5. Conclusions and Implications

This study examines how cryptocurrency markets handle information and maintain resilience. We separate GCs, such as XRP, MATIC, XLM, and ADA, from DCs, such as BTC, ETH, BCH, ETC. The context is the geopolitical shock from the war between Russia and Ukraine. Traditional methods focus on volatility or linear correlations. We used complementary entropic tools instead. These included mutual information, approximate entropy, and the new dynamic estimator RLNNEE. These tools measure complexity and adaptability. They also track how information spreads during a crisis. The results show that geopolitical instability affects coins differently based on their structure. DCs showed stronger informational dependencies. Their prices changed more in sync during the war. This reflects a higher risk of system-wide failure. High integration into global markets explains this sensitivity. High liquidity plays a role, too. Their energy-intensive consensus mechanisms encourage copycat behaviour, leading to rapid shock transmission. GCs kept more fragmented information structures. Their entropy levels remained stable. This shows they adapt better and resist outside shocks. Investors might treat these assets differently during a crisis. Assets with high mutual information and unstable entropy attract synchronised speculation. This increases volatility and spreads adverse effects. GCs look like defensive assets. They are relatively predictable and react less to systemic shocks. This supports their role in diversification strategies for long-term strength.

The implications for sustainable finance matter. Environmental sustainability is more than a non-financial metric. It directly changes the informational properties and stability of digital assets. GCs offer options for institutional investors. These investors can incorporate ESG factors while maintaining strong portfolios. Regulators should treat crypto-assets differently based on these findings. They should look at energy footprints and behaviour during stress, not just market cap or liquidity. Protocol developers and issuers should focus on efficient consensus mechanisms to improve project credibility. This makes them more attractive over time. These results challenge the Efficient Market Hypothesis. They show that the efficiency and complexity of cryptocurrencies vary across market regimes. Structural characteristics matter too. The findings align better with the Adaptive Markets Hypothesis. This theory states that investor behaviour and market structure evolve. Economic and geopolitical conditions drive these changes.

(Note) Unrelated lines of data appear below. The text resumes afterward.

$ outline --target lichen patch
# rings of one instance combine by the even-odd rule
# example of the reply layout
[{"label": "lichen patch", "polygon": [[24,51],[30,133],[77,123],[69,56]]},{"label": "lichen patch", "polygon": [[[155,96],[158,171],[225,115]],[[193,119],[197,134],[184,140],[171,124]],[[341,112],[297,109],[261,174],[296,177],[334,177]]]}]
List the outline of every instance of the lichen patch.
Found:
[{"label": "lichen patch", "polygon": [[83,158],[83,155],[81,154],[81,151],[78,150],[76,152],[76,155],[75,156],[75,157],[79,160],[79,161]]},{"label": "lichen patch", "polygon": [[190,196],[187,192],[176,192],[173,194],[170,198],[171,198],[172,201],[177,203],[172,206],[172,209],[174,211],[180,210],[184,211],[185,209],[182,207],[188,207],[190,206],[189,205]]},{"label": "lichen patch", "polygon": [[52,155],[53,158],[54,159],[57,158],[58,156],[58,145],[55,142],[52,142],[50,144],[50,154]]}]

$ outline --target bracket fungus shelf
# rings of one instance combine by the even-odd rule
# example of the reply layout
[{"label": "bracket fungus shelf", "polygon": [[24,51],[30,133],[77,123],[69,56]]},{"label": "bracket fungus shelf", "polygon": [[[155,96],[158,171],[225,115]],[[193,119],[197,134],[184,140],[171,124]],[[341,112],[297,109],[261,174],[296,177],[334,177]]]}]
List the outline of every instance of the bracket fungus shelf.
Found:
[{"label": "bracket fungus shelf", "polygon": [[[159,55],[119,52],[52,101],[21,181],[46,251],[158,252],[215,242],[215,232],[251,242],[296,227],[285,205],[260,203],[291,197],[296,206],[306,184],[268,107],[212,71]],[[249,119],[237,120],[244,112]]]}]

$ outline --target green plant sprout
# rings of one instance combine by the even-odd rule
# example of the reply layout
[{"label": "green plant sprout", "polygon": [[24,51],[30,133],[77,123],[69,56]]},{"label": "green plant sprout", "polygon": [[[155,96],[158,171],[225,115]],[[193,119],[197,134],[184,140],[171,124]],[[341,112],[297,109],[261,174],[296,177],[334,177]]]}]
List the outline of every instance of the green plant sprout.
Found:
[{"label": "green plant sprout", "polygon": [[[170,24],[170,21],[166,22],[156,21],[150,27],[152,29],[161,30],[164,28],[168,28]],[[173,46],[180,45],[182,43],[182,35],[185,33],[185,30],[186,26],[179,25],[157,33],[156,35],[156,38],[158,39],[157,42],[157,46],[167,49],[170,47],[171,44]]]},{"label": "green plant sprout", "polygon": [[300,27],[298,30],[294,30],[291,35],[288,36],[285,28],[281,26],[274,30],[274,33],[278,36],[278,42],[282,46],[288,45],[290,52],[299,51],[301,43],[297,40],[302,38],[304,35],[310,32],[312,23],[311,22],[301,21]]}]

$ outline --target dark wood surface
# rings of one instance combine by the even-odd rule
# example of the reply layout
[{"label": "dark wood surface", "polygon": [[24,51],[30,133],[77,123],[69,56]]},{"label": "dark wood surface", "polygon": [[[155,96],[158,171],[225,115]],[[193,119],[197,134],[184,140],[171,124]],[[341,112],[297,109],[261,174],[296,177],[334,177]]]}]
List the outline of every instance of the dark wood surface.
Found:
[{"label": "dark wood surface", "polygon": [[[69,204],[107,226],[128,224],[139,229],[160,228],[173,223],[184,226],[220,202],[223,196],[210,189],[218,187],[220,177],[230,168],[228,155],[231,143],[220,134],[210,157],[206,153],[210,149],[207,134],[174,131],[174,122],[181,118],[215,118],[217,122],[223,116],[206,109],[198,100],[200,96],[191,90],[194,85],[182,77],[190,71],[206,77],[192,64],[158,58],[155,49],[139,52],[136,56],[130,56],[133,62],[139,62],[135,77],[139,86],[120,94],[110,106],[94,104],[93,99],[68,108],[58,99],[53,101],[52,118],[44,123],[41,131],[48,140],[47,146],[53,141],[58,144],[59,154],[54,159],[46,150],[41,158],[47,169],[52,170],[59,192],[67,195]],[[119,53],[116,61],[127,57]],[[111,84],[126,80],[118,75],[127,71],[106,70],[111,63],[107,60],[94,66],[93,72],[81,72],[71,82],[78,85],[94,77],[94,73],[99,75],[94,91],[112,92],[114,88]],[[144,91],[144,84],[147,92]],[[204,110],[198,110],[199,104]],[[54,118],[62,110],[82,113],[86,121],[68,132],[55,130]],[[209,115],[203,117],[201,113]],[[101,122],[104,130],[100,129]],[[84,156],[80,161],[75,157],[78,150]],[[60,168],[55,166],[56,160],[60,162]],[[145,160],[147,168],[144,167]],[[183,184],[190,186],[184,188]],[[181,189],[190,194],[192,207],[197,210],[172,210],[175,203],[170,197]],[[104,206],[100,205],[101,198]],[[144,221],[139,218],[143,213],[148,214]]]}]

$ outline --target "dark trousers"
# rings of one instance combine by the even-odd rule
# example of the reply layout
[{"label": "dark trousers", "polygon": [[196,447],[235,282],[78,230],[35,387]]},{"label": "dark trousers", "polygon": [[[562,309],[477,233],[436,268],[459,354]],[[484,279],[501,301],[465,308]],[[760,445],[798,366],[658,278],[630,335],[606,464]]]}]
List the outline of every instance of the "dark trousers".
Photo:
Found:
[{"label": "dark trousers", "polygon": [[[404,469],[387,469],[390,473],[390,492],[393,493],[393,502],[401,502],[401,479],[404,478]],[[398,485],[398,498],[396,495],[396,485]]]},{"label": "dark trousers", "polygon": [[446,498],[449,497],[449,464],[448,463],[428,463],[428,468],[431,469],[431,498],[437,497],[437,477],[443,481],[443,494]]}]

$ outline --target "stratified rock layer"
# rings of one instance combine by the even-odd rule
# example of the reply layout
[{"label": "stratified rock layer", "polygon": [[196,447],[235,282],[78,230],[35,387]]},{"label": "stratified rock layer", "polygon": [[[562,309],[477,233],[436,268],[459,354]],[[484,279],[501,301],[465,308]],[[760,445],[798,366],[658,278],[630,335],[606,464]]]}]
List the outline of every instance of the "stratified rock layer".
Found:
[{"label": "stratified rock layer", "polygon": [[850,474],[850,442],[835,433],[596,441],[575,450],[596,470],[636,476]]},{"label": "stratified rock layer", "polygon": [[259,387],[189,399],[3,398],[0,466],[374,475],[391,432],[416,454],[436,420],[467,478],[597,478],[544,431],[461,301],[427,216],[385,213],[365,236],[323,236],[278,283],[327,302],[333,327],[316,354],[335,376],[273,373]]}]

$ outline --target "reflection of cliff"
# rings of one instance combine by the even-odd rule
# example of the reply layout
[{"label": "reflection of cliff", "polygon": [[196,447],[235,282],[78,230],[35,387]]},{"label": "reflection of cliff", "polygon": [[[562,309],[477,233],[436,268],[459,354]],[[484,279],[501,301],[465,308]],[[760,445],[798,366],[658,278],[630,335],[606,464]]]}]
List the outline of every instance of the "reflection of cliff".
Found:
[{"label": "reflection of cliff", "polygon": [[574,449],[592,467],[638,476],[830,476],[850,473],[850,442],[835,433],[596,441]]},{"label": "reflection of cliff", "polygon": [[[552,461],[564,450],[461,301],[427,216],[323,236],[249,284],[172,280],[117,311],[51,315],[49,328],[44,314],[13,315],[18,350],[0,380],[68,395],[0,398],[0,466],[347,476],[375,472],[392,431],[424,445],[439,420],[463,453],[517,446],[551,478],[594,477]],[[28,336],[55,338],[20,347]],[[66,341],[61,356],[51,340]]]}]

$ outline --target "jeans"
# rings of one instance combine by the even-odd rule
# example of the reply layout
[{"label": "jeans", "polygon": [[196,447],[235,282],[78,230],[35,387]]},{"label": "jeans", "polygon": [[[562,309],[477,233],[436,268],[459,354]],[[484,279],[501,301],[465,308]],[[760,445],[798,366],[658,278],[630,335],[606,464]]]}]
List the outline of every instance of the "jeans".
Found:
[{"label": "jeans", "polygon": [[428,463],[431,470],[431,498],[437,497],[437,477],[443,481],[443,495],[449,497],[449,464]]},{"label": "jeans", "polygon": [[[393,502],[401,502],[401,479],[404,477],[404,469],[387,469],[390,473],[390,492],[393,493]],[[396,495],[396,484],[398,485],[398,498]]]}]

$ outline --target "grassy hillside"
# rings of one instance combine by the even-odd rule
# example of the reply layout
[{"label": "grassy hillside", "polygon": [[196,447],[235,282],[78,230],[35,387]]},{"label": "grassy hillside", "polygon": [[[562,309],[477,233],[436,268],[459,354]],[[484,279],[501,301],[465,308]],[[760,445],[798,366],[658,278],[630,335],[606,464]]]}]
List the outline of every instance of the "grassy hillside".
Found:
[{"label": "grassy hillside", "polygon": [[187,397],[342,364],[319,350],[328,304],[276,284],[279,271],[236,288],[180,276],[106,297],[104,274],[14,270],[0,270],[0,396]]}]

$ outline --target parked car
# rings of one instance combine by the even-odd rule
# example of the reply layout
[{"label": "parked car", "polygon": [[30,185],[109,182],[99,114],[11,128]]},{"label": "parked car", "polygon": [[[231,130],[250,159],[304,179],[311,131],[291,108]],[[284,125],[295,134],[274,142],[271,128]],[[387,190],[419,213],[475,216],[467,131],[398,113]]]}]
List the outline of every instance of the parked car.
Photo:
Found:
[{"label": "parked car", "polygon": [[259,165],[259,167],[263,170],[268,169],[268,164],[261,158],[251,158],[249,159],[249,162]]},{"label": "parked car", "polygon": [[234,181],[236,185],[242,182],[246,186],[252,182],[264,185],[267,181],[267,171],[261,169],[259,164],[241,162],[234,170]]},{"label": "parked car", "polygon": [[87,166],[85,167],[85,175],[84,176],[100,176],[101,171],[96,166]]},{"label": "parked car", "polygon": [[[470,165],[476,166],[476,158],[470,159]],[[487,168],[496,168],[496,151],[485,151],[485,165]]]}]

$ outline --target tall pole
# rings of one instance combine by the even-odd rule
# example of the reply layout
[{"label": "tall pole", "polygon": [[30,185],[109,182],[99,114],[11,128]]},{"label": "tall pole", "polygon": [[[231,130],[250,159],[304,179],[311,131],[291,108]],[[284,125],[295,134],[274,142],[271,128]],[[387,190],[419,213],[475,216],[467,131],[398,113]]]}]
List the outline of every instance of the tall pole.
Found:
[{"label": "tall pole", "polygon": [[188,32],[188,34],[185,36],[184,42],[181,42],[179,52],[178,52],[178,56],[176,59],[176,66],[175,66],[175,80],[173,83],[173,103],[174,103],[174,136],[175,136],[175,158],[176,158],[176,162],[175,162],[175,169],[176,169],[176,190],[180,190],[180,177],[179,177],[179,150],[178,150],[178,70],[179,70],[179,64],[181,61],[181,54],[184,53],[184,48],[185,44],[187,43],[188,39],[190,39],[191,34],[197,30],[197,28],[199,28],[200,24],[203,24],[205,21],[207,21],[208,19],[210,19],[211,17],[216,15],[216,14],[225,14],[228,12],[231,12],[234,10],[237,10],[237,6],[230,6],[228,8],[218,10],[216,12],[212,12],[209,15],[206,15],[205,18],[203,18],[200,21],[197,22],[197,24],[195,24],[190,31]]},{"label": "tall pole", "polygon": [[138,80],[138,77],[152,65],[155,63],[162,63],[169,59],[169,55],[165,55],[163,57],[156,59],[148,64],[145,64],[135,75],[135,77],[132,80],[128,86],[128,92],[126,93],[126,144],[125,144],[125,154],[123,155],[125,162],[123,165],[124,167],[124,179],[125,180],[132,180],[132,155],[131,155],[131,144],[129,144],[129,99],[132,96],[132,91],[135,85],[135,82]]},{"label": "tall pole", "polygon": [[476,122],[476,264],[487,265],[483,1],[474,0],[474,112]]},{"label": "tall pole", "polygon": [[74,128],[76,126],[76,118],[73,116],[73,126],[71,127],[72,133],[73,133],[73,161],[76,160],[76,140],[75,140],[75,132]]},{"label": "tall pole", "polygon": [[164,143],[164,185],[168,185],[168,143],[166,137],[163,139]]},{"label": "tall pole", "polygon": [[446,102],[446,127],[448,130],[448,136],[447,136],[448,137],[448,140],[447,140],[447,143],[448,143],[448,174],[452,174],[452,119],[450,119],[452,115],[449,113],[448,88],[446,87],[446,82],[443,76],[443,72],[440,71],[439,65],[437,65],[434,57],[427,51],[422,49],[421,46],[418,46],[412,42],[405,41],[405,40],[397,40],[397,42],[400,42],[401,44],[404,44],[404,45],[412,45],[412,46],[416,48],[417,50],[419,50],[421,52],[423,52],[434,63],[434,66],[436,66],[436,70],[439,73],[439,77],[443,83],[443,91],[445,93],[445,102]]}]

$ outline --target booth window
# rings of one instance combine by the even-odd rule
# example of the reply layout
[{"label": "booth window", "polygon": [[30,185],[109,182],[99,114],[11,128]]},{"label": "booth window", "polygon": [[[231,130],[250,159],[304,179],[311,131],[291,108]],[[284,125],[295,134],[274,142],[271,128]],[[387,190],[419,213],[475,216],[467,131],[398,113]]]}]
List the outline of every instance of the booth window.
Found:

The study has limitations. We analysed a small sample of major cryptocurrencies. The period covered a specific geopolitical crisis. Future research could look at other digital asset classes. It could study different stress periods. Researchers might combine entropic measures with detailed behavioural and ESG indicators. The proposed approach proves that dynamic entropy tools are useful even with these limits. The RLNNEE helps analyse market resilience in uncertain environments.